- March 15th, 2013
The Williams Syndrome Organization selects StudyTRAX for international registry. Data from their existing registry will be transferred into StudyTRAX and will become the central mechanism through which to capture the experience of affected families and connect with researchers.
- February 11th, 2013
Dr. John Putzke is the guest speaker through the Center for Sleep and Circadian Neurobiology (CSCN) at the 2013 Clinical Research IT Working Group Meetings.
- June 13th, 2013
Myocardia selects StudyTRAX as the platform for the Sarcomeric Human Cardiomyopathies Registry (SHaRe). SHaRe brings together a group of experienced, knowledgeable cardiologists and geneticists from the United States and Europe with a passion for helping people with genetic heart disease. By contributing anonymized (de-identified) clinical and laboratory data from the patients and families under their care, these investigators are making this registry one of the largest and most detailed datasets of its kind in this disease area.
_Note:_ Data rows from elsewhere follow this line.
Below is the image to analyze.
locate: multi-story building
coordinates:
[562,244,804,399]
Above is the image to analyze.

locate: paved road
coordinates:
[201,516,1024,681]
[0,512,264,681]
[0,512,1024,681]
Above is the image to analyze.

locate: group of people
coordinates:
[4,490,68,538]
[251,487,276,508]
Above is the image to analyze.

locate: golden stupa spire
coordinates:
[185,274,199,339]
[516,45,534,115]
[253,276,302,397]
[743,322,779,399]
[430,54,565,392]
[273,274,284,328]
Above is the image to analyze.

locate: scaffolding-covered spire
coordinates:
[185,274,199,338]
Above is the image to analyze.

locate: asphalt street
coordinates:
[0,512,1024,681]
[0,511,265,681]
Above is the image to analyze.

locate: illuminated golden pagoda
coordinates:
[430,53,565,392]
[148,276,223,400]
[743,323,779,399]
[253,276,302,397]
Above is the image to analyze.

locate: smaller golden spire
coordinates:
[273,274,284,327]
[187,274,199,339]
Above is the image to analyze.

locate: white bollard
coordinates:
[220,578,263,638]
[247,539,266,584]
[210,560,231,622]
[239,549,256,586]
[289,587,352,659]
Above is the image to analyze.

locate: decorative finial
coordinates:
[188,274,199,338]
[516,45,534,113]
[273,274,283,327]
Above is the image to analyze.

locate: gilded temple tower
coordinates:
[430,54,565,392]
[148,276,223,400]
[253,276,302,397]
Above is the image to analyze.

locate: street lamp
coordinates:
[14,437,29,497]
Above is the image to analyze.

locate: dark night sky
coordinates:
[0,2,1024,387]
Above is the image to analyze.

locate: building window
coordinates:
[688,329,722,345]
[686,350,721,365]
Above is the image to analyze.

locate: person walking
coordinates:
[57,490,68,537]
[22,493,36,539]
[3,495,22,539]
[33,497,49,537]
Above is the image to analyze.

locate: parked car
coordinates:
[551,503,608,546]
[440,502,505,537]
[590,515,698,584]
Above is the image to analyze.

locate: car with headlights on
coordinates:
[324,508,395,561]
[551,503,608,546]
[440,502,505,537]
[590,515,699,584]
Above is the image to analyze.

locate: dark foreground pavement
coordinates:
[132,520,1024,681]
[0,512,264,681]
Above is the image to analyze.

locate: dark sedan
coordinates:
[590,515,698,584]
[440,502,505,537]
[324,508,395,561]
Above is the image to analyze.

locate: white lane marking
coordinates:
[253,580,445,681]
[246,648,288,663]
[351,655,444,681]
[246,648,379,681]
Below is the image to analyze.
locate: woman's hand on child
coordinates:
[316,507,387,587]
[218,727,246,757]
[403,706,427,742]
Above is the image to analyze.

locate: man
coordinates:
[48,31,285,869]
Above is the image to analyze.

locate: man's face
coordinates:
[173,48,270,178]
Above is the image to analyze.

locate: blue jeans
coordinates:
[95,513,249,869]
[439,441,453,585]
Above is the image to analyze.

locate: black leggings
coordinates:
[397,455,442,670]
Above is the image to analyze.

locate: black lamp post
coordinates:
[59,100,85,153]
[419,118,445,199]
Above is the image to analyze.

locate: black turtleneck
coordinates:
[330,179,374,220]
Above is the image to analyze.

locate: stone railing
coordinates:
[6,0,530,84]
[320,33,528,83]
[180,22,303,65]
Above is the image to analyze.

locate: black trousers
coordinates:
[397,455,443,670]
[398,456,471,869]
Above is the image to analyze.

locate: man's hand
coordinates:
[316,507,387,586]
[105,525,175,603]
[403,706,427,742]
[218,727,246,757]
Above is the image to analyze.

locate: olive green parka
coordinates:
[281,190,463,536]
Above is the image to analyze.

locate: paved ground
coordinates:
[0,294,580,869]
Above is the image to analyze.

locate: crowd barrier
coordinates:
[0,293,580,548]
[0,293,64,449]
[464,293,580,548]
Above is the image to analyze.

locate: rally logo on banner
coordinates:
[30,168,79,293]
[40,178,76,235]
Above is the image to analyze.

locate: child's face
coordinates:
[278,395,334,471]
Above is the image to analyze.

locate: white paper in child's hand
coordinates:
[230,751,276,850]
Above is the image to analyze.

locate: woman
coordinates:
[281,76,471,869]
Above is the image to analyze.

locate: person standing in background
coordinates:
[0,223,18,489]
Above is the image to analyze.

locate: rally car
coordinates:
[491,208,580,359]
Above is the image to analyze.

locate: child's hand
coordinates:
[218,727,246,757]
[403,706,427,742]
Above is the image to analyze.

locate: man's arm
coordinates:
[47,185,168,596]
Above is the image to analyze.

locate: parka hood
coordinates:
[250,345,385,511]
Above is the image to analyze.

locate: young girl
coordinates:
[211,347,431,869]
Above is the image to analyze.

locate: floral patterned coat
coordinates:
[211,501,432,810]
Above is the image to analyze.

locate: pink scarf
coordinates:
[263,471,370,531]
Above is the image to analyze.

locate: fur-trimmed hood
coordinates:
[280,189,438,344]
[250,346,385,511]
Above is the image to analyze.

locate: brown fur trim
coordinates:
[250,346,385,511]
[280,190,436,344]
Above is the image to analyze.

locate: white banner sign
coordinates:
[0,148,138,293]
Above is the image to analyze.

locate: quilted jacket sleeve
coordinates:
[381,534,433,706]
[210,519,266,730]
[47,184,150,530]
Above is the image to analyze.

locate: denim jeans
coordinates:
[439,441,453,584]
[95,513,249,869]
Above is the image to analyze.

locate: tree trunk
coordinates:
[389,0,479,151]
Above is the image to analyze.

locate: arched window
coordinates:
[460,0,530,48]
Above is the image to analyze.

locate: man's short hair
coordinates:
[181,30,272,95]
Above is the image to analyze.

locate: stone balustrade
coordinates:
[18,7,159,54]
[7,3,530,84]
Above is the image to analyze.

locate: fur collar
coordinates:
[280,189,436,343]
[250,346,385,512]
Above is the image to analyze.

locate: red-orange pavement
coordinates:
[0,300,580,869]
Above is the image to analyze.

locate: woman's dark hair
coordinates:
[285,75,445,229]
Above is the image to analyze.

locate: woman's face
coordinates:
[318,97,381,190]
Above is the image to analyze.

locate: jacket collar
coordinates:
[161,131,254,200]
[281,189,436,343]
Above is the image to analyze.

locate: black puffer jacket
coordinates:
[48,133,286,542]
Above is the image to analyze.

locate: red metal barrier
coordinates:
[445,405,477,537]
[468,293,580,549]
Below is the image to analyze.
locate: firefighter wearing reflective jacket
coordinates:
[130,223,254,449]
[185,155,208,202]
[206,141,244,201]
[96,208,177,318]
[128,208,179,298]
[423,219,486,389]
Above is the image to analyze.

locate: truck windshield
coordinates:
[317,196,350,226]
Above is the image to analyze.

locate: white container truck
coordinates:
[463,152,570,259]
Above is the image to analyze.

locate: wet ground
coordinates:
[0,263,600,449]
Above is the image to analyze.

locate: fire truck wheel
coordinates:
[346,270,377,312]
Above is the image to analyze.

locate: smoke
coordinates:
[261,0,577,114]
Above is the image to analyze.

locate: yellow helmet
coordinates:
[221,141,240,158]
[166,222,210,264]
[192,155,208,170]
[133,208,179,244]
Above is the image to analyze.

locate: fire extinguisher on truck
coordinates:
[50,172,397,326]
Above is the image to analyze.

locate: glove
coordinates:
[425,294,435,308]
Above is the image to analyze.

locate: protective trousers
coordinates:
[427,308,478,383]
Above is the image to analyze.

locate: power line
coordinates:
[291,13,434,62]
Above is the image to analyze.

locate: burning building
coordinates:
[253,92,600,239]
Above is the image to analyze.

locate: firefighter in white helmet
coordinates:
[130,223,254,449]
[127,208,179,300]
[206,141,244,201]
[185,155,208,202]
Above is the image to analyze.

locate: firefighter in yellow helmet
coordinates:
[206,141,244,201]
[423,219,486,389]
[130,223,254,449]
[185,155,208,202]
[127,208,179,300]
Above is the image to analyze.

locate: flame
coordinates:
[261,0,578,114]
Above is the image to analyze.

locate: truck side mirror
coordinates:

As part of SHaRe, a companion website has been launched to provide patients, families and communities with information about heritable cardiomyopathies, SHaRe centers and investigators, related research activities and other genetic heart disease information.
- September 12th, 2013
Tuberous Sclerosis Alliance decides to transition the Natural History database into StudyTRAX. In 2006, the Tuberous Sclerosis Alliance in partnership with a network of Tuberous sclerosis complex (TSC) Clinics launched the first of its kind project to collect information about this inherited disease, which affects various organs in the human body: brain, heart, kidney, lung, skin, and is associated with developmental disorders such as autism. Updates about a research participant’s condition are entered in the database whenever the TSC Clinic has new information from a follow-up visit, hospitalization, or from diagnostic tests or procedures that have been done.
- November 19th, 2013
Dr. Benton Heyworth selects StudyTRAX as the platform for the Clavicle Fracture Registry. This multi-site initiative, coordinating center at the Boston Children’s Hospital, brings together numerous leading academic medical centers in the pursuit of a better understanding of treatment options for clavicle fracture in a pediatric population.